When a worker is processing a task, it periodically renews the message lock (visibility timeout for Storage Queue, lock renewal for Service Bus). If renewal fails for long enough that the lock expires, the message becomes available to other workers—causing potential duplicate execution.

What happens on lock loss

When the worker detects that the lock is lost, it immediately terminates the running subprocess to prevent the task from continuing without exclusive ownership of the message.

By default, the entire subprocess process group receives SIGKILL—instant termination that cannot be caught or ignored. This is the safest option because:

  • The lock is already gone, so checkpointing would race with another worker.

  • SIGKILL guarantees the process stops immediately.

  • The process group kill ensures child processes are also terminated.
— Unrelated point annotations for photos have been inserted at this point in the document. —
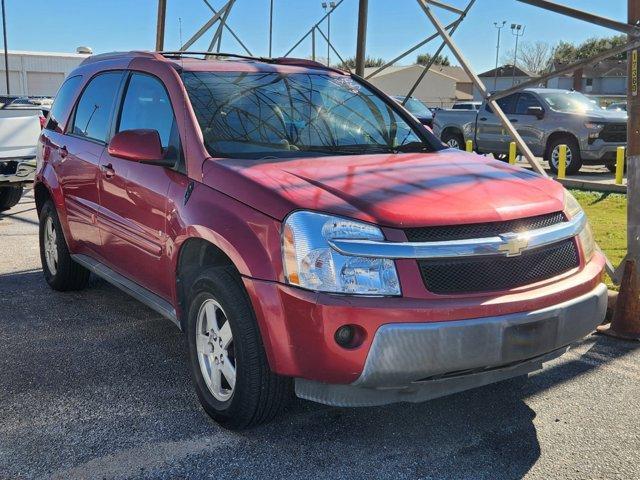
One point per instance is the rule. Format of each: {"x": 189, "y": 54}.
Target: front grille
{"x": 486, "y": 274}
{"x": 482, "y": 230}
{"x": 614, "y": 132}
{"x": 493, "y": 273}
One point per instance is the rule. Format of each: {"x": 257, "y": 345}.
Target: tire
{"x": 10, "y": 197}
{"x": 248, "y": 394}
{"x": 574, "y": 160}
{"x": 60, "y": 271}
{"x": 453, "y": 140}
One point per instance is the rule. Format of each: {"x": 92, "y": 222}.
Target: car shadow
{"x": 96, "y": 384}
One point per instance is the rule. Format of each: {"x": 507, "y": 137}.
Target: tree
{"x": 534, "y": 57}
{"x": 425, "y": 58}
{"x": 350, "y": 63}
{"x": 566, "y": 52}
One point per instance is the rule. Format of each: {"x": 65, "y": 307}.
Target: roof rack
{"x": 300, "y": 62}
Configuring lock-loss behavior

If your task can benefit from a brief graceful shutdown even after lock loss (for example, to flush partial results or release external resources that would otherwise leak), you can configure SIGTERM instead:

Environment variable

Default

Description

JOBQ_LOCK_LOST_BEHAVIOR

sigkill

Signal sent to the subprocess on lock loss. sigkill sends SIGKILL to the entire process group (immediate termination). sigterm sends SIGTERM to the subprocess (allows signal handlers to run).

JOBQ_LOCK_LOST_BEHAVIOR=sigterm ai4s-jobq myaccount/myqueue worker --num-workers 2

Warning

With sigterm, a subprocess that ignores or mishandles SIGTERM will continue running after lock loss, potentially causing duplicate execution. Use sigkill (the default) unless you have a specific reason to allow graceful cleanup.

How lock loss is detected

Both backends track time since the last successful lock renewal:

  • Storage Queue: If no successful update_message (heartbeat) within the visibility timeout, lock_lost_event is set.
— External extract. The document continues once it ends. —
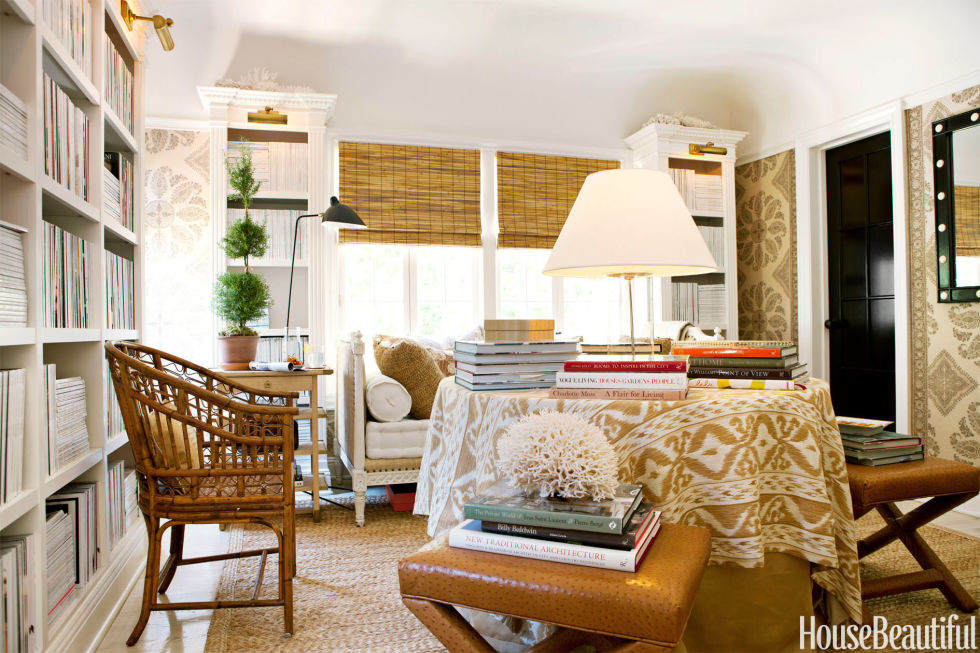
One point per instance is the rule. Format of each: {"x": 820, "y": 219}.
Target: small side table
{"x": 304, "y": 380}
  • Service Bus: If no successful renew_lock within the lock duration, or if renewal returns HTTP 404, lock_lost_event is set.

Once lock_lost_event is set, pull_and_execute cancels the running callback task, which triggers the subprocess termination via the configured signal.

Message redelivery after lock loss

The two backends differ in where a message reappears after its lock expires:

  • Storage Queue: The message reappears at the end of the queue, behind any messages that were enqueued after it.

  • Service Bus: The message reappears at the beginning of the queue and is delivered to the next available worker immediately.

If your workload does not tolerate simultaneous delivery of the same task to multiple workers—even briefly—Storage Queue is the safer choice. The delay before redelivery gives the terminated subprocess time to exit before another worker picks up the message.